Geri Dön
Son Dakika Beyşehir’in eko sistemi koruma altına alınıyor

Beyşehir’in eko sistemi koruma altına alınıyor

Beyşehir’in eko sistemi koruma altına alınıyor

Beyşehir’in eko sistemi koruma altına alınıyor

Muhammet SIDAL/BEYŞEHİR (Konya),(DHA) - KONYA’nın Beyşehir ilçesinde Doğa Derneği tarafından akarsu ve su kaynaklarında türleri tehlikede olan balıkların ve yöreye has kuşların koruma çalışmaları başlatıldı.

İlçede bulunan ve yapısı bozulmamış su kaynakları ve akarsularda 2017 yılında doğa derneği tarafından başlatılan analiz ve tespit çalışmalarından sonraki adımı olan koruma ve karantina çalışmaları başladı. Turizm açısından önemli bölgelerde yer alan su kaynakları ve akarsularda yaşayan ve türleri tehlikede olan Hitit yağ balığı, yılan balığı, göğce balığı, dişli sazancık balığı, Beyşehir sirazı, kaya balığı, çöpçü balığı, kızılkanat ve yağ balığı gibi türlerin doğa derneği tarafından koruma çalışmalarına başlandı.

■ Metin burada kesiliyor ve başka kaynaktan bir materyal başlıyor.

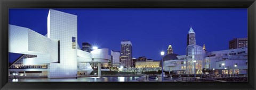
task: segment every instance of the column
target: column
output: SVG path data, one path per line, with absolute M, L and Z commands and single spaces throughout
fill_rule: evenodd
M 98 62 L 98 76 L 101 77 L 101 62 Z

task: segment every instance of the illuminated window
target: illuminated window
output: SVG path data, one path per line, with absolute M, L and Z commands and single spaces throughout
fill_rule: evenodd
M 76 37 L 72 37 L 72 48 L 76 49 Z

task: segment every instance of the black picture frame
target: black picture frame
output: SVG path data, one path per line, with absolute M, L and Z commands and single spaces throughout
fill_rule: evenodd
M 1 0 L 1 89 L 255 89 L 255 0 Z M 10 8 L 247 8 L 248 82 L 8 82 Z

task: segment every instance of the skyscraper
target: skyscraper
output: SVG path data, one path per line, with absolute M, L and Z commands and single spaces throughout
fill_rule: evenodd
M 173 50 L 172 50 L 172 45 L 169 45 L 167 49 L 167 55 L 173 53 Z
M 190 44 L 196 44 L 196 33 L 191 26 L 188 31 L 187 38 L 187 46 Z
M 90 52 L 92 51 L 92 46 L 88 42 L 83 42 L 82 43 L 82 50 Z
M 248 38 L 234 38 L 229 41 L 229 49 L 242 48 L 248 46 Z
M 133 58 L 132 59 L 132 63 L 134 67 L 135 66 L 135 62 L 137 61 L 146 61 L 147 60 L 147 58 L 145 56 L 139 57 L 139 58 L 136 59 Z
M 131 67 L 132 65 L 132 44 L 130 41 L 121 41 L 121 56 L 120 62 L 124 67 Z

İlçede yapılan çalışmalar hakkında bilgi veren Doğa Derneği Doğa Kültürü Araştırma Sorumlusu Raziye İçtepe Akyol, 2002 yılında kurulan derneğin küresel anlamda türleri korumaya ve onları yaşatmak üzere çalışmalar yaptığını söyledi. Akyol, “Bu çalışmanın birinci fazının 2017 yılı sonunda tamamladık. Beyşehir Gölü’nün etrafındaki tüm akarsu kaynaklarının gözelerinin çıktığı yerlerindeki küçük endemik balıkların, yani sadece bu yöreye has olan balık türlerinin tespitini yaptık. Daha sonra bölgedeki değişik su kaynakları ve akarsularda yaşam süren, yöreye has endemik tür olarak nitelendirdikleri küçük balıkları da koruma konusunda Birleşmiş Milletler (BM) Küçük Destek Programı (SGP) kapsamında çalışmalar yürütmeye başladık. Çalışmalara ek olarak kuşları koruma çalışmalarına da başladık. Ama aynı zamanda eko sistemler; bu kapsamda sulak alanlar, bozkırlar, yüksek dağlar, denizler gibi alanlarda da çalışıyoruz. Bu alanlarda yaptığımız çalışmalar genellikle halk tabanlı koruma dediğimiz çalışmalar. Yaptığımız bu çalışmalarda türleri koruduğumuz ya da koruma çalışmalarına koyduğumuz katkı kadar bölgede aynı şekilde yaşayan yörenin kültürel çeşitliliğini de koruma çalışıyoruz. Onlarla ilgili yaptığımız araştırmalarda, özelikle o bölgede yapılan üretim desenlerine bakıyoruz. Çünkü, bu üretim desenleri o bölgedeki hem doğayı koruyor, hem de kırsal ekonominin kalkınmasını sağlıyor. Hem de gerçekten doğanın canını acıtmadan bir üretim ortaya koymuş oluyor. ”dedi.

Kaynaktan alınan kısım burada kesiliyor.